What Should You Consider Before Buying As-Is?

The term “as-is” in a real estate listing indicates that the buyer must be willing to accept the home exactly as it currently is, foregoing any opportunity to request that the seller make repairs or offer credits for problems with the property. Let’s take a look at how you may encounter the term “as-is” in a real estate transaction.

The Entire Property Being Sold “As-Is”

When the entire property is being listed and sold “as-is”, the seller will not make any repairs, nor offer any credits for potential defects of the home or grounds.

Some examples of major defects that the seller would not have to correct might include:

  • Structural problems
  • Leaking or faulty roof
  • Chinese drywall
  • Active termite infestation or damage
  • Non-functioning systems (HVAC, septic system, etc.)
  • Mold or mildew problems
  • Presence of asbestos or other harmful materials

So you can see why agreeing to purchase a property “as-is” is a serious decision for any buyer. In some instances, you may request an opportunity to inspect the property for informational purposes only, even though you have already contractually obligated yourself to purchase the property.

In practice, some buyers and sellers may agree to an “as-is” sale, but still allow for a home inspection and the opportunity for the buyer to unilaterally terminate the contract for a specified period of time following inspections. While technically not adhering to the legal definition of “as-is”, this is permissible as long as the parties are in agreement.

Specific Components of a Property Being Sold “As-Is”

Or, you may encounter sellers who identify specific aspects of a home being sold “as-is”. Common examples include:

  • Fireplaces, chimneys and flues
  • Detached structures (sheds, garages, etc.)
  • Household appliances (washer, dryer, refrigerator, etc.)
  • Swimming pools, spas, hot tubs

Oftentimes, “as-is” in this situation refers to aspects of the property that may or may not be functioning, but that the seller will not repair or change as part of the contract of sale. Because the “as-is” specifications refer to a very specific part of the property, this situation is often more palatable to non-investor homebuyers.

Two Specifications: “As-Is, Where-Is”

With the inclusion of “where-is,” the seller is indicating that the property must be accepted in its current location. In real estate terms, “where-is” effectively excuses any potential locational faults. Some examples include:

  • The property is in a flood zone
  • The property is not zoned for its current use
  • The property is or may be scheduled to be taken by a government by eminent domain, right-of-way, easement, etc.
  • The presence, or lack thereof, of restrictive deed covenants limiting what an owner may or may not do upon the property
  • Inclusion, or non-inclusion, within a designated historic zone
  • The property lies within an airport flyover zone
  • The presence of some geological defect (inability to perc a septic system, elevated radon levels, shrink-swell soil, etc.)
  • Actual or potential defects of Title

Before buying, it is important you learn why the home is listed “where-is”, so you can make a fully-informed decision.
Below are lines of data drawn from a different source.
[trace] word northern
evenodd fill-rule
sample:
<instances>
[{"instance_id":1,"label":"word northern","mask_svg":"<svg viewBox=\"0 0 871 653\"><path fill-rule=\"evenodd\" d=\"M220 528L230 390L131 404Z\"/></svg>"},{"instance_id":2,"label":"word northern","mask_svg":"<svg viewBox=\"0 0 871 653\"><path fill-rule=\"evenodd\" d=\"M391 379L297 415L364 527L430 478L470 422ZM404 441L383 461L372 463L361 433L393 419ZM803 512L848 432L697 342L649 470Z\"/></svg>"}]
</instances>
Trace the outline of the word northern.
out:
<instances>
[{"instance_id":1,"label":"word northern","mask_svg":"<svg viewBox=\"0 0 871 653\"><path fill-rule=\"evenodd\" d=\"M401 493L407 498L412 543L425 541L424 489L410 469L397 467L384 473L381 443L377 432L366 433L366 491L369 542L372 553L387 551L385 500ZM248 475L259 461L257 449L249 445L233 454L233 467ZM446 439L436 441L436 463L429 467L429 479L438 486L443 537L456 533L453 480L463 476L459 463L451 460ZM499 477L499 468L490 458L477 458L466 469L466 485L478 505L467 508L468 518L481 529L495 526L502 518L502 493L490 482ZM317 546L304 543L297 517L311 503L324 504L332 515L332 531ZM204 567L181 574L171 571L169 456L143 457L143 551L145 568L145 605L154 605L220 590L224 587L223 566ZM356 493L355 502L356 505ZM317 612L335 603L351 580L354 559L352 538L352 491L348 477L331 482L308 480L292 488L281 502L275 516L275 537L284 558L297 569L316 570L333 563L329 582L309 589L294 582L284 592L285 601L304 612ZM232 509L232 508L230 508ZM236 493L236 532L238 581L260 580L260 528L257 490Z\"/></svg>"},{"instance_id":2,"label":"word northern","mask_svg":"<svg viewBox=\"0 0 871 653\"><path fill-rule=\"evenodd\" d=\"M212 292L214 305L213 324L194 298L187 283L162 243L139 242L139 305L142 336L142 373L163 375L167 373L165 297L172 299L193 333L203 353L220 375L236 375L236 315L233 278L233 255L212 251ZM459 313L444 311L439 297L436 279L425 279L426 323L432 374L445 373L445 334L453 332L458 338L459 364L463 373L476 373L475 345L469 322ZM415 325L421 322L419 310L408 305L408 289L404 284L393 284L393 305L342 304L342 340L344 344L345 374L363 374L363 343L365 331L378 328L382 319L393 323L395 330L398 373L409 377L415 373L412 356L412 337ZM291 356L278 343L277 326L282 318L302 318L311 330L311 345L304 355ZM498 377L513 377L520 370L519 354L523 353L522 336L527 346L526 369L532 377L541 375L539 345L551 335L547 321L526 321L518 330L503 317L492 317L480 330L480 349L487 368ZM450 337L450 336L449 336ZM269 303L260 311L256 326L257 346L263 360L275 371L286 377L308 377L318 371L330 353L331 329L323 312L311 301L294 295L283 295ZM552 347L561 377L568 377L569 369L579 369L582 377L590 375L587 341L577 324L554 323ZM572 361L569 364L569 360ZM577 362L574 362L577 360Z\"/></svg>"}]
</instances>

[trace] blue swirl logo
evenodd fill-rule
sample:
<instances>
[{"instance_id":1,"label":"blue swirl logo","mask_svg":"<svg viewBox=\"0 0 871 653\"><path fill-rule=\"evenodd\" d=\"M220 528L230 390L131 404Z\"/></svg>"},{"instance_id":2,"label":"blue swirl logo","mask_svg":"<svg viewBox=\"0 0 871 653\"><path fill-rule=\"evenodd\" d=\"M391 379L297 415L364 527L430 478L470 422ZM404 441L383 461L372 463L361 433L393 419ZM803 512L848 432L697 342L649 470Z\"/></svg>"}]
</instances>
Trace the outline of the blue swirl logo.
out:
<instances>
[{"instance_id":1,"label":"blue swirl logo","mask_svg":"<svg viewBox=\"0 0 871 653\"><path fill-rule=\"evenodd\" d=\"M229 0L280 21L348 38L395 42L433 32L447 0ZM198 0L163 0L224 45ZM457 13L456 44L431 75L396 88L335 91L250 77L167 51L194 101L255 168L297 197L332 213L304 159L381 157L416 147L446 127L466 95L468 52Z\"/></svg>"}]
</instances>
Best Practices for Sellers

For sellers, it’s important to specifically flag for buyers that the property is being sold “as-is”. The greater the emphasis (within quotations, capitalized, bolded, etc.) the stronger your statement becomes. While it may seem overkill, you save everyone’s time by making sure that the only people who look at your property are those comfortable with your terms.

But more importantly, any and all “as-is” language must be included, in writing, on the actual contract. Whatever terms fall within the writing of the contract will control and govern the transaction moving forward. Failure to include the “as-is” terminology will negate any desire or intention of completing an “as-is” transaction.

Best Practices for Buyers

For buyers, it’s important to recognize the extreme significance of “as-is” terms and transactions. You are giving up the very significant opportunity for inspections found in most common real estate transactions. This means that due diligence prior to entering into an “as-is” contract is an absolute must. Some examples of due diligence to consider:

  • Consulting with an attorney
  • Having a title search performed
  • Examining the deed and land records for potential red flags
  • Inspecting the property prior to offering a contract
  • Including a provision in the contract that allows for inspections and cancellation of the contract as a result of any inspection findings
  • Commissioning a Wood Destroying Insect (termite) inspection in advance
  • Having a licensed contractor examine the major structural components of the dwelling

At the end of the day, you will have to decide if the potential benefits of an “as-is” transaction outweigh the potential pitfalls and expenses.

Most residential real estate listings are not “as-is”. Those listings that are “as-is” are often targeted towards professional investors and rehabbers, who have experience with such transactions. The reward of such a transaction can be high; so can the risk. Professional investors often spread the risk by buying several “as-is” properties at once, with the assumption that one or more may not be successful but that the majority will, therefore covering their losses.

A common buyer usually doesn’t have this luxury. So, for a buyer not especially experienced in real estate, home-contracting or home construction, it often makes sense to skip an “as-is” purchase in favor of a less-risky purchase with more conventional terms.